The chain has announced the closures this morning as part of a rescue deal.
If the plan is approved, 2,000 House of Fraser jobs will go, along with 4,000 brand and concession roles.
All the stores scheduled for closure - including the Doncaster branch in Baxtergate - will stay open until early 2019, the company has said.
The retailer needs the approval of 75% of its creditors to go ahead and they will vote on the insolvency plan, which involves company voluntary arrangements (CVAs), on 22 June.
House of Fraser chairman Frank Slevin said: "The retail industry is undergoing fundamental change and House of Fraser urgently needs to adapt to this fast-changing landscape in order to give it a future and allow it to thrive.
"Our legacy store estate has created an unsustainable cost base which, without restructuring, presents an existential threat to the business."
Closing stores was "a very difficult decision", he said, but "there should be no doubt that it is absolutely necessary if we are to continue to trade and be competitive".
Accountancy firm KPMG, which is overseeing the insolvency process, said the firm had been hit by "mounting pressures facing the UK High Street".
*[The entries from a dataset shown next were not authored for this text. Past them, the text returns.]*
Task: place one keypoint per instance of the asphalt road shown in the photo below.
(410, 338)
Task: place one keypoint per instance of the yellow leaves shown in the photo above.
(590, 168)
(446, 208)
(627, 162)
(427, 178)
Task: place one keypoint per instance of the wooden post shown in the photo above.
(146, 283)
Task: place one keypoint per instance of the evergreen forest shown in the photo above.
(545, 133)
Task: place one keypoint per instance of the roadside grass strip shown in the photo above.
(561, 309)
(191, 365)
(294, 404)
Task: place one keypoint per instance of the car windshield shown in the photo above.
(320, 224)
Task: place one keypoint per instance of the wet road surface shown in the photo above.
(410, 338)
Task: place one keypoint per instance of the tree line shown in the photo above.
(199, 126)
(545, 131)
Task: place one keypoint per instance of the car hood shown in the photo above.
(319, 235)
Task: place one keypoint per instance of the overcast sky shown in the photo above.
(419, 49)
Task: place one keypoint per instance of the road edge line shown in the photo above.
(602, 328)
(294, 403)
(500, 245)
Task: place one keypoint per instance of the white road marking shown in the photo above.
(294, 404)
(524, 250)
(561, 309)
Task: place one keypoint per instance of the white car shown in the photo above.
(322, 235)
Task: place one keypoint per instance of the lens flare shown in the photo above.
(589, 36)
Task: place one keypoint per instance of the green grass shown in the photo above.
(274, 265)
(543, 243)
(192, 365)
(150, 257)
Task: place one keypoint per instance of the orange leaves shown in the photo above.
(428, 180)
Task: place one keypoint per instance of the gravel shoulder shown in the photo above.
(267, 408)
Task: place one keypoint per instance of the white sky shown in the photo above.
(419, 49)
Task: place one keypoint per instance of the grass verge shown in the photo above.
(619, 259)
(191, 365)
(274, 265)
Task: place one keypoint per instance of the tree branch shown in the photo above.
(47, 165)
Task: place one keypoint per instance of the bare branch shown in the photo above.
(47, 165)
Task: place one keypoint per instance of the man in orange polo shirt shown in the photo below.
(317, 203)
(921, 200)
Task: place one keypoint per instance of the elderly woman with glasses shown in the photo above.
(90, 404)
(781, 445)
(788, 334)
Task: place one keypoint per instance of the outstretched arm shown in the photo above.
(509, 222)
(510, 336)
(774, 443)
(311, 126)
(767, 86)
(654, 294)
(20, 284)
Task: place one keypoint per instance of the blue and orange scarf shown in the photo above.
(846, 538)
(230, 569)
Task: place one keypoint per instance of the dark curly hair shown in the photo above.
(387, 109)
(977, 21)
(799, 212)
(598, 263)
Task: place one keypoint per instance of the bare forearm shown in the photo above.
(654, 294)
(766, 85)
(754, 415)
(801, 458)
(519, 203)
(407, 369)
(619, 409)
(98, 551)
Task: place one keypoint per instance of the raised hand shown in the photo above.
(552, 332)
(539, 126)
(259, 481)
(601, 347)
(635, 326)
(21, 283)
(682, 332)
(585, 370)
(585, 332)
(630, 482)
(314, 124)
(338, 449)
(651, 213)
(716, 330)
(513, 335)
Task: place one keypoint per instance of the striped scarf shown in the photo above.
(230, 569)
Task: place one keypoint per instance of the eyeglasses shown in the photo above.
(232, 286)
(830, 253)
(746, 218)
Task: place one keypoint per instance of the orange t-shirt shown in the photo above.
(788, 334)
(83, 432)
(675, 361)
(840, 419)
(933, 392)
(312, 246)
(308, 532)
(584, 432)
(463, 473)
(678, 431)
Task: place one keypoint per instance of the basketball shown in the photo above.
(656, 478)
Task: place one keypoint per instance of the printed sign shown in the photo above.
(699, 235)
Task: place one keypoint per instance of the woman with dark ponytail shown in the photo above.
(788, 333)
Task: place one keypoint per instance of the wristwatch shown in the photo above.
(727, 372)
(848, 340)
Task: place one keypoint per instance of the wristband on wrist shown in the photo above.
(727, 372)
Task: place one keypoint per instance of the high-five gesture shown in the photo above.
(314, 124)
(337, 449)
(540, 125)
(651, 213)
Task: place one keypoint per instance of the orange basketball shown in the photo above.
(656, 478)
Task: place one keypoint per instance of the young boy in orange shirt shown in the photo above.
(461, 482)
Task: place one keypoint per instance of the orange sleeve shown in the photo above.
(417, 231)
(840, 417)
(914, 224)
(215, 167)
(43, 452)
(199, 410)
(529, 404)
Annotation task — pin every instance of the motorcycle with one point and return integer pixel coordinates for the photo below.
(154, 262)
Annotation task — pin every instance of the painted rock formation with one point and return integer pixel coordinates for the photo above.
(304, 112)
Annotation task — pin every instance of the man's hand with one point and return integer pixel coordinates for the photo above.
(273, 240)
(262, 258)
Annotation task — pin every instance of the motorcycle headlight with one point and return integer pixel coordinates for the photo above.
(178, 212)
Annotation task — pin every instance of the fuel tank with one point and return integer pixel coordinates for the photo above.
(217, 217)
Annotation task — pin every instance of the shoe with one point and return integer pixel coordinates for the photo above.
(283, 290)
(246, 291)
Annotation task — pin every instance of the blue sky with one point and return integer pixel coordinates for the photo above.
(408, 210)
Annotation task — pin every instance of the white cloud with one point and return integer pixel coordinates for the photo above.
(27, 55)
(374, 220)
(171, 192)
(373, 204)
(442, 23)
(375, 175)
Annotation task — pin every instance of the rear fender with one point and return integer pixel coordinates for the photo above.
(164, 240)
The Doncaster branch became a House of Fraser discount outlet store in 2008 after trading as department store Binns for several decades.
The retail giant started life back in 1849 as a small drapery shop in Glasgow and during the 1970s rapidly expanded, buying drapers across Scotland, Ireland and England as well as other department stores and Army and Navy stores as well as iconic luxury store Harrods in 1959.
The Doncaster branch opened in the mid-70s on the site of the former Owen and Owen store.